O crescimento dos lucros das gigantes de tecnologia conhecidas como as Sete Magníficas (Magnificent Seven, em inglês), que também incluem Apple, Nvidia e Tesla, está projetado em 18% para 2026, o ritmo mais lento em quatro anos e apenas ligeiramente acima do S&P 500, segundo dados compilados pela Bloomberg Intelligence.
O aumento das despesas com depreciação (sobre a vida útil dos aparelhos) decorrente da corrida por data centers é uma das principais preocupações. Alphabet, Microsoft e Meta somaram cerca de US$ 10 bilhões em custos de depreciação no último trimestre de 2023. Esse número subiu para quase US$ 22 bilhões no trimestre encerrado em setembro e deve alcançar cerca de US$ 30 bilhões a esta altura do próximo ano.
Tudo isso pode pressionar recompras de ações e dividendos, que devolvem capital aos acionistas. Em 2026, Meta e Microsoft devem apresentar fluxo de caixa livre negativo após considerar as remunerações aos acionistas, enquanto a Alphabet deve ficar aproximadamente no zero a zero, segundo dados compilados pela Bloomberg Intelligence.
Talvez a maior preocupação relacionada a todo esse nível de gastos seja a mudança de estratégia que ele representa. Durante muito tempo, o valor das Big Tech esteve baseado na capacidade dessas empresas de gerar rápido crescimento de receita com custos baixos, o que resultou em fluxos de caixa livres enormes. Mas os planos para a inteligência artificial viraram essa lógica de cabeça para baixo
“Se continuarmos pelo caminho de alavancar a empresa para construir essa infraestrutura na esperança de conseguir monetizá-la, os múltiplos vão se contrair”, disse O’Rourke, da Jonestrading. “Se as coisas não se encaixarem, essa guinada inteira terá sido um erro drástico.”
Embora os valuations das Big Tech estejam elevadas, elas estão longe de ser excessivas quando comparadas a períodos anteriores de euforia de mercado.

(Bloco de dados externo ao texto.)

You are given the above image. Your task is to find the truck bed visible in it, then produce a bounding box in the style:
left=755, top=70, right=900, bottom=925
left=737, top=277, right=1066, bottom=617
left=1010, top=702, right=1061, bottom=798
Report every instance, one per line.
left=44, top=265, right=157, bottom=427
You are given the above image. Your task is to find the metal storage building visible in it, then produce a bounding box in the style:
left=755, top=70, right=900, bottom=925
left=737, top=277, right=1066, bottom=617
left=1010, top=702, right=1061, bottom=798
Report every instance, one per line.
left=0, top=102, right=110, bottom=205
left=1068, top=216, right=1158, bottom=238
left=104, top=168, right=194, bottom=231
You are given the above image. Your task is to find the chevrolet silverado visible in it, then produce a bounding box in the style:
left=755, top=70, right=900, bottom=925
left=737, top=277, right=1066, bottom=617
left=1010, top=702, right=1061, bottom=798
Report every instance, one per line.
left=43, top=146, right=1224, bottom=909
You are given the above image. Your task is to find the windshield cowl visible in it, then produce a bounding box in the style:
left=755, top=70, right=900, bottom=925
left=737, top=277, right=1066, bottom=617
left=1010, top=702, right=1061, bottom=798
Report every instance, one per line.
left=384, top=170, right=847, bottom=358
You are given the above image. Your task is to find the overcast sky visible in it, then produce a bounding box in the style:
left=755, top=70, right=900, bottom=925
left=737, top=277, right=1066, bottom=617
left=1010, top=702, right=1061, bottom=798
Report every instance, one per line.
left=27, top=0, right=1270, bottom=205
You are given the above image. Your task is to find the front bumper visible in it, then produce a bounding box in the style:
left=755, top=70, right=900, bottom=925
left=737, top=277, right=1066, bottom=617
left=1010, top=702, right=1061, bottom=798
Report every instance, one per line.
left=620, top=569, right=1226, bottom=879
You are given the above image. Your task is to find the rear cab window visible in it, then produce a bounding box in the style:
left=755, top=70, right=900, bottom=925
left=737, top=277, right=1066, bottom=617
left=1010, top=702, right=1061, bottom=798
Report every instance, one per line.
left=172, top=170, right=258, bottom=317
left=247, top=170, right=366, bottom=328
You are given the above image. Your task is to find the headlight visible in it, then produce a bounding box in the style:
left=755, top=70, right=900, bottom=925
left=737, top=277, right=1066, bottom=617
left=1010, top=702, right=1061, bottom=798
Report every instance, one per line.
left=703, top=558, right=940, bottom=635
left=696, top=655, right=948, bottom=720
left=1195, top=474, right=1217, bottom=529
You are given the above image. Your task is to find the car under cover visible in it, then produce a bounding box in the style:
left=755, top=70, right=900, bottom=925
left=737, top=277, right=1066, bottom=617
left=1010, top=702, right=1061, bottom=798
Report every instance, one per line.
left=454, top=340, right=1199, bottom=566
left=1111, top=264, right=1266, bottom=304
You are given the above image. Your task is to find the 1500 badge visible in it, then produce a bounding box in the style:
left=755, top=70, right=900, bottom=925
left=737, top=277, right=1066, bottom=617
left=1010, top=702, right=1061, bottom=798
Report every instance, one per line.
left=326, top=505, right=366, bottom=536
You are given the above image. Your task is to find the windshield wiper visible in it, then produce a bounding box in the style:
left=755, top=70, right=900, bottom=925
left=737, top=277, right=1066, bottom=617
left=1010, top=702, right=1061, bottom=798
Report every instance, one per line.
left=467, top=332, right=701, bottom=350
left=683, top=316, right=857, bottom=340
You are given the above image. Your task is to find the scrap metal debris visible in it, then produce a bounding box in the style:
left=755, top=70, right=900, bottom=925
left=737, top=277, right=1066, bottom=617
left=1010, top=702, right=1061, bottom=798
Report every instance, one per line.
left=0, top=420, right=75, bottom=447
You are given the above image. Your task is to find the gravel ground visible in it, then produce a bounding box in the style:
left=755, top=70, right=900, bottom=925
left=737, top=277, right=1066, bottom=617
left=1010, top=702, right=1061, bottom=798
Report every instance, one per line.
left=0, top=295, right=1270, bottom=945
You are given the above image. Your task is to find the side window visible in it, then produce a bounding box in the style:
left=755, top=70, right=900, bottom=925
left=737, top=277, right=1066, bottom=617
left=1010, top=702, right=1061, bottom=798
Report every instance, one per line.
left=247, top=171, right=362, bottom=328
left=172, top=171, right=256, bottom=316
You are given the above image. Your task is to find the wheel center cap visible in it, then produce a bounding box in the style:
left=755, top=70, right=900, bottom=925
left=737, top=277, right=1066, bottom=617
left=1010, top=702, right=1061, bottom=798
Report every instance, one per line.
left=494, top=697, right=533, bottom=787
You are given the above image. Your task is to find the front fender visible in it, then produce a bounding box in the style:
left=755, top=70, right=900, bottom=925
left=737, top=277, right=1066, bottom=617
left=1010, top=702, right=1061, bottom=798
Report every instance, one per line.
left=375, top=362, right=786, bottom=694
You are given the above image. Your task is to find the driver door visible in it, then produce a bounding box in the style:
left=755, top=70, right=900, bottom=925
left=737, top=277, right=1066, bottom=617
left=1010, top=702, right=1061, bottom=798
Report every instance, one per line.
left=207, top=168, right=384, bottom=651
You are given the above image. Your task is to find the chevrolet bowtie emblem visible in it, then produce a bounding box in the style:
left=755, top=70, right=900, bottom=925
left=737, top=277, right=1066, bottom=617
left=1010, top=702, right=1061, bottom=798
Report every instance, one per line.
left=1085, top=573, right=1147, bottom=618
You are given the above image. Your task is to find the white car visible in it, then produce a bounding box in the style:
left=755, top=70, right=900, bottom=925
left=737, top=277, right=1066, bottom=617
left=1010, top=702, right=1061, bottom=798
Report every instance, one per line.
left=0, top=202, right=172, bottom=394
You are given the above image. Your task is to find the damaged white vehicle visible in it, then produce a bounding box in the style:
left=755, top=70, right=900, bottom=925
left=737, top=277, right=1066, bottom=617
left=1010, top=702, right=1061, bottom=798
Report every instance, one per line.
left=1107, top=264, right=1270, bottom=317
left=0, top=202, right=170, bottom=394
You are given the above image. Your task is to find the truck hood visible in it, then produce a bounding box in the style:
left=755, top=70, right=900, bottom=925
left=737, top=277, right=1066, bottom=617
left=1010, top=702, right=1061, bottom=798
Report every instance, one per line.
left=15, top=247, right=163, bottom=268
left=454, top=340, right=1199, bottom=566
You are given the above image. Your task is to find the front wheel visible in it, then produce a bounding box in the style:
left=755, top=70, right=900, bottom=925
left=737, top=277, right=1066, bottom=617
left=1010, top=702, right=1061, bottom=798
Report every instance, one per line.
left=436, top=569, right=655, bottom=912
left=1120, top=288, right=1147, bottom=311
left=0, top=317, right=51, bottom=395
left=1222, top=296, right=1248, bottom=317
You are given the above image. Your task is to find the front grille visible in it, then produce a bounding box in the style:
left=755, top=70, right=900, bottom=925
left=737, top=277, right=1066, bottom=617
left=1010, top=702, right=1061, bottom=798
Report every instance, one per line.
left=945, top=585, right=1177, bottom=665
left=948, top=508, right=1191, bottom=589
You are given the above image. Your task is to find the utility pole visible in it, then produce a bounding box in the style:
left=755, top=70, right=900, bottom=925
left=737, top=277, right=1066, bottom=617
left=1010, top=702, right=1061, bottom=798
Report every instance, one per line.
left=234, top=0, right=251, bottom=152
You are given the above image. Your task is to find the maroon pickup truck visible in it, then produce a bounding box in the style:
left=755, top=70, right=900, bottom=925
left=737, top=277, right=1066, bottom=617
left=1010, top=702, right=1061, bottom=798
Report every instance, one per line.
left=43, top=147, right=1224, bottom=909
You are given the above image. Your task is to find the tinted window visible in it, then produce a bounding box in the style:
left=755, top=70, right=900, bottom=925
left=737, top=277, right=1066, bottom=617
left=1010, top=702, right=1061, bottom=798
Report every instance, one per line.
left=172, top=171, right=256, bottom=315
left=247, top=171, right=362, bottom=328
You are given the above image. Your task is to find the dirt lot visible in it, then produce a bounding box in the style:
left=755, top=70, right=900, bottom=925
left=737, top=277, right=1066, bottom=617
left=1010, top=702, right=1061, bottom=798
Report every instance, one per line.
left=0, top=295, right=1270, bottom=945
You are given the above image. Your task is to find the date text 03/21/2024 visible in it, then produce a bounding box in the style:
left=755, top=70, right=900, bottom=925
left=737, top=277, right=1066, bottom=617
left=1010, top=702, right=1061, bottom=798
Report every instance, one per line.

As comparações com o estouro da bolha da internet são frequentes, mas a magnitude dos ganhos com inteligência artificial não se assemelha ao que ocorreu durante o desenvolvimento da internet. Por exemplo, o índice Nasdaq 100, fortemente concentrado em tecnologia, é negociado a 26 vezes os lucros projetados, segundo dados compilados pela Bloomberg. Esse múltiplo ultrapassou 80 vezes no auge da bolha das pontocom.
Os valuations durante a era da bolha das pontocom estavam muito acima dos níveis atuais, em parte porque as ações haviam se valorizado fortemente, mas também porque as empresas eram mais jovens e menos lucrativas – quando tinham lucro.
“Esses não são números da época do pontocom”, disse Tony DeSpirito, diretor global de investimentos e gestor de ações fundamentais da BlackRock. “Isso não quer dizer que não existam bolsões de especulação ou exuberância irracional, porque existem, mas não acho que essa exuberância esteja nos nomes ligados à inteligência artificial do Mag 7.”
A Palantir Technologies, negociada a um múltiplo superior a 180 vezes os lucros estimados, está entre as ações de inteligência artificial com valuations estratosféricos. A Snowflake é outra, com um múltiplo de quase 140 vezes os lucros projetados. Já Nvidia, Alphabet e Microsoft são negociadas abaixo de 30 vezes, o que é relativamente moderado diante de toda a euforia que as cerca.
Tudo isso deixa os investidores em um dilema. Sim, os riscos estão claramente à vista, mesmo com os investidores continuando a despejar recursos em ações de inteligência artificial. Mas, por enquanto, a maioria das empresas não está precificada em níveis que provoquem pânico. A questão é para que lado a tese de investimento em inteligência artificial caminha a partir daqui.
“Esse tipo de pensamento de manada vai se romper”, afirmou Bhasin, da Value Point. “Provavelmente não vai desabar como em 2000, mas veremos uma rotação.